Replies to this message:
 Message 3 by GlassSoul, posted 08-01-2006 12:09 AM AdminFaith has not replied

GlassSoul
Inactive Member


Message 3 of 4 (337107)
08-01-2006 12:09 AM
Reply to: Message 2 by AdminFaith
07-31-2006 11:12 PM


HI. Thanks for the suggestions.
I'd really like to keep the term "equipoise" in there. The first paragraph defines it quite nicely, I think. "Unbiased" is a fairly good synonym, but "counterbalanced" would be a better one.
Instead of putting my own spin on the Hebrews passage, why don't I simply quote it from the NIV. I think doing that makes the questions that follow a little clearer. I've gone ahead and changed that.
Apologetics may be addressed to unbelievers (and believers too, I would think), but not all unbelievers are skeptics.
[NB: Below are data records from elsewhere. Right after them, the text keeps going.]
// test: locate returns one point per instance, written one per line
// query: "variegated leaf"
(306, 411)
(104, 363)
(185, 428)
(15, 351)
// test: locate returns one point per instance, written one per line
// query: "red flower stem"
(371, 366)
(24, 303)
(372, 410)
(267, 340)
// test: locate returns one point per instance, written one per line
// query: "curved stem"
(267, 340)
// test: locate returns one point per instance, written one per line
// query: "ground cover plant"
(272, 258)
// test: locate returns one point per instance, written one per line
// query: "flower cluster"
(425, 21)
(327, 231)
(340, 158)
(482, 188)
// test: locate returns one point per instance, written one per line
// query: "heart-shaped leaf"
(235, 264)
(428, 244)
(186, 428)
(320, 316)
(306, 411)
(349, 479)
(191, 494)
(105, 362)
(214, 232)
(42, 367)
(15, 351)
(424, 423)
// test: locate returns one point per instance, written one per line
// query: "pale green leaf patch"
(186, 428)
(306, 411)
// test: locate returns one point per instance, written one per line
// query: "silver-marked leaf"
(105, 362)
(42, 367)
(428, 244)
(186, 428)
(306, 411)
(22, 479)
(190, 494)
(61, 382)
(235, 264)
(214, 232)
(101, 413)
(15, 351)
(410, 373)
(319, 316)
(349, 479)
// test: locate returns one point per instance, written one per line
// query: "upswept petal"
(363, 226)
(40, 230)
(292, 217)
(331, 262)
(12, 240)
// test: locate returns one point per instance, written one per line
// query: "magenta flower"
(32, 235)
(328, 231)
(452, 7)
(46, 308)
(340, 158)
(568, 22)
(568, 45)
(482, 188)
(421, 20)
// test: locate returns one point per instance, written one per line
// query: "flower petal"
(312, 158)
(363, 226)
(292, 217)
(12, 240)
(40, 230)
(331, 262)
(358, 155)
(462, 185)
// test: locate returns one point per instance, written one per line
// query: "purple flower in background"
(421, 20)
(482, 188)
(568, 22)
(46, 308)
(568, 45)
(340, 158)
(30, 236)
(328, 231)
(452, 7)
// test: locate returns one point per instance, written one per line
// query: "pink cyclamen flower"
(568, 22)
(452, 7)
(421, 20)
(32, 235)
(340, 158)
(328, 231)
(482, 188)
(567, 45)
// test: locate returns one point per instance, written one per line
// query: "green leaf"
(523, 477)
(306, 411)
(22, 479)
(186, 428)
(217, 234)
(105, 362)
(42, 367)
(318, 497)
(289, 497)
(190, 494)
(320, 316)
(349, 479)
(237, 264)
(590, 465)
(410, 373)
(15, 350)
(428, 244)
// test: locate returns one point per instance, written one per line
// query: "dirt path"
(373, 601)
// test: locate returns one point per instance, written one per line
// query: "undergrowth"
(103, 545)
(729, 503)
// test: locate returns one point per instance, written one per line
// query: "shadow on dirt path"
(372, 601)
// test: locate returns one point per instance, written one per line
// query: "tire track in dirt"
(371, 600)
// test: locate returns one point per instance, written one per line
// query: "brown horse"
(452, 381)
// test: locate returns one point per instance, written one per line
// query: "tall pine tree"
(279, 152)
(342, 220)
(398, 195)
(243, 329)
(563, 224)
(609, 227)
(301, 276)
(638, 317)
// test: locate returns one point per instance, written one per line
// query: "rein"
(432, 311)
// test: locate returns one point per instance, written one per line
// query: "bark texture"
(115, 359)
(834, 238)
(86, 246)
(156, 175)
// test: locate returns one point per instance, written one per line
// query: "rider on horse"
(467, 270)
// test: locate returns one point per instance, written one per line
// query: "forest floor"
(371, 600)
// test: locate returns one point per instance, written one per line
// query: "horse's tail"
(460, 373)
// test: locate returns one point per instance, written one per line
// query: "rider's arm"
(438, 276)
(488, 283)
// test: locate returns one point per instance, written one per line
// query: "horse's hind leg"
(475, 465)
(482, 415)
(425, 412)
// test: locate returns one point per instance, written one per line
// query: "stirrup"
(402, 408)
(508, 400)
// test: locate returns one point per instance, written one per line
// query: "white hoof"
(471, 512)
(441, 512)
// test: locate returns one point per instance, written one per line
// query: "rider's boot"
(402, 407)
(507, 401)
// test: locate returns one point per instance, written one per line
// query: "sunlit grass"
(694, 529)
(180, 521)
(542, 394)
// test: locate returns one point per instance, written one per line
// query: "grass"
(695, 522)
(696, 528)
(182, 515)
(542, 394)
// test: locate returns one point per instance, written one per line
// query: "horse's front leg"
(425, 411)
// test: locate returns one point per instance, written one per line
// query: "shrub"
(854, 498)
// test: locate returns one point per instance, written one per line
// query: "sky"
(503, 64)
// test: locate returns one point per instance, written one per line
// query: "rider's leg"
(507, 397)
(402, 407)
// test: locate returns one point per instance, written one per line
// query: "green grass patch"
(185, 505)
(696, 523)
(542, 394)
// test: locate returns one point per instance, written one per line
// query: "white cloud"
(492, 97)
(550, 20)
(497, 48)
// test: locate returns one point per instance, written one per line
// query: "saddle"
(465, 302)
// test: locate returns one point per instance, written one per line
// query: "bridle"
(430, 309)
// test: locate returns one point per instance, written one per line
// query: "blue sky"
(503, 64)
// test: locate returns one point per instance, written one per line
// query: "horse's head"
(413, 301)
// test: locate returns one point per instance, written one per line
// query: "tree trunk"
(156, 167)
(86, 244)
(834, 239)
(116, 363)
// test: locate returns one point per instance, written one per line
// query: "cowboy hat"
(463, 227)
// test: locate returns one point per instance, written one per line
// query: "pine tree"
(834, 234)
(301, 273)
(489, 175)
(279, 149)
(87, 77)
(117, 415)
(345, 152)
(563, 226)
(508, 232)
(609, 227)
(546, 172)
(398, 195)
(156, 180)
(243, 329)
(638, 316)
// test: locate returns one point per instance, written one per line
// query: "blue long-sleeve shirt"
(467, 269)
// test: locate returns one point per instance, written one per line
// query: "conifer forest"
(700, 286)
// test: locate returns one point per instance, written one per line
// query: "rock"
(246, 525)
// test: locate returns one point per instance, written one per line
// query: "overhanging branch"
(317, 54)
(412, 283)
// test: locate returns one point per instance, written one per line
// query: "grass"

The passage in Hebrews seems to me to describe a mindset that is the antithesis of equipoise. In light of that, can an apologetic be posed for a matter of faith that will stand up to skeptical inquiry?
So, I'm not really asking if a person who has faith can be neutral about his faith, but whether a neutral person can be brought to faith by means of an apologetic.
Edited by GlassSoul, : No reason given.

This message is a reply to:
 Message 2 by AdminFaith, posted 07-31-2006 11:12 PM AdminFaith has not replied

AdminFaith
Inactive Member


Message 4 of 4 (337115)
08-01-2006 12:42 AM


Thread copied to the Equipoise, Faith & the Purpose of Apologetics thread in the Faith and Belief forum, this copy of the thread has been closed.